Nas redes sociais e em pontos de encontro populares, quando alguns quenianos falam sobre a crise, uma palavra aparece: "mzungu", que significa "estrangeiro" ou, normalmente, "homem branco".
Alguns quenianos veem os problemas de terra de Laikipia como uma questão entre negros e brancos, porque a maioria das grandes fazendas e das áreas de conservação da vida selvagem é de propriedade de um punhado de famílias de ascendência europeia. Os quenianos se queixam do tamanho das fazendas de propriedade dos brancos, dizendo que muitas foram roubadas ou injustamente adquiridas dos africanos durante a época colonial. Algumas pessoas no Quênia, negras e brancas, agora estão fazendo comparações com o Zimbábue, onde o governo tomou as terras dos brancos ricos.
Algumas famílias brancas agora já não sabem se querem ficar ali.

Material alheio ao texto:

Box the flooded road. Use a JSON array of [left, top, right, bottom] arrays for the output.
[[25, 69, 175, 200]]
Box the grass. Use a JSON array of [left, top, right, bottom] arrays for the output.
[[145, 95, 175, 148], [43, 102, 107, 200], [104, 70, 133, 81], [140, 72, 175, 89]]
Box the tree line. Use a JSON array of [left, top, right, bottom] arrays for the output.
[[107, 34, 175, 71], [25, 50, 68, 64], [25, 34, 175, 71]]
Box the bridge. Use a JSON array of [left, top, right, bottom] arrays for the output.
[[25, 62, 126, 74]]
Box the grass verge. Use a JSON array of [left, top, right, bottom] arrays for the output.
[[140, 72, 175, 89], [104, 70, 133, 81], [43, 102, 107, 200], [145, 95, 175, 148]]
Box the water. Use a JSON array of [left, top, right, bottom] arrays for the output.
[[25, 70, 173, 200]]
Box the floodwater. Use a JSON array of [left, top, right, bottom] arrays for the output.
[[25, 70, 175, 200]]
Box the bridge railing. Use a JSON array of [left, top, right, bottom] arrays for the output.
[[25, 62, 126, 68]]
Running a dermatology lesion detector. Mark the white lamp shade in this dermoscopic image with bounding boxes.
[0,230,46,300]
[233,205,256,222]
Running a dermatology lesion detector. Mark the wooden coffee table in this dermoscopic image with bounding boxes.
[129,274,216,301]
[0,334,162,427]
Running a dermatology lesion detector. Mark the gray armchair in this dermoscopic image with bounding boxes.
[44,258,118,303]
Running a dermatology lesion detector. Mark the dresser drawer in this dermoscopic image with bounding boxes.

"Pela primeira vez, há a sensação de que você é um mzungu, tipo 'O que está fazendo aqui?' É um pouco fantasioso achar que poderemos continuar vivendo assim, quando milhares de pessoas lá fora não têm terra nenhuma", disse Anne Powys em uma fazenda de Laikipia.
Os pastores invasores em Laikipia, que descaradamente pastoreavam seus rebanhos em terras alheias, disseram que não estavam necessariamente mirando nos brancos; apenas disseram que precisavam de pasto para manter o gado vivo.
"Sabemos que tomar a terra de outro homem é como tirar sua mulher, mas há uma seca. Nós temos muitos animais e precisamos de espaço", disse Parashuno Lekadero, pastor que estava em uma fazenda em Laikipia que havia invadido recentemente.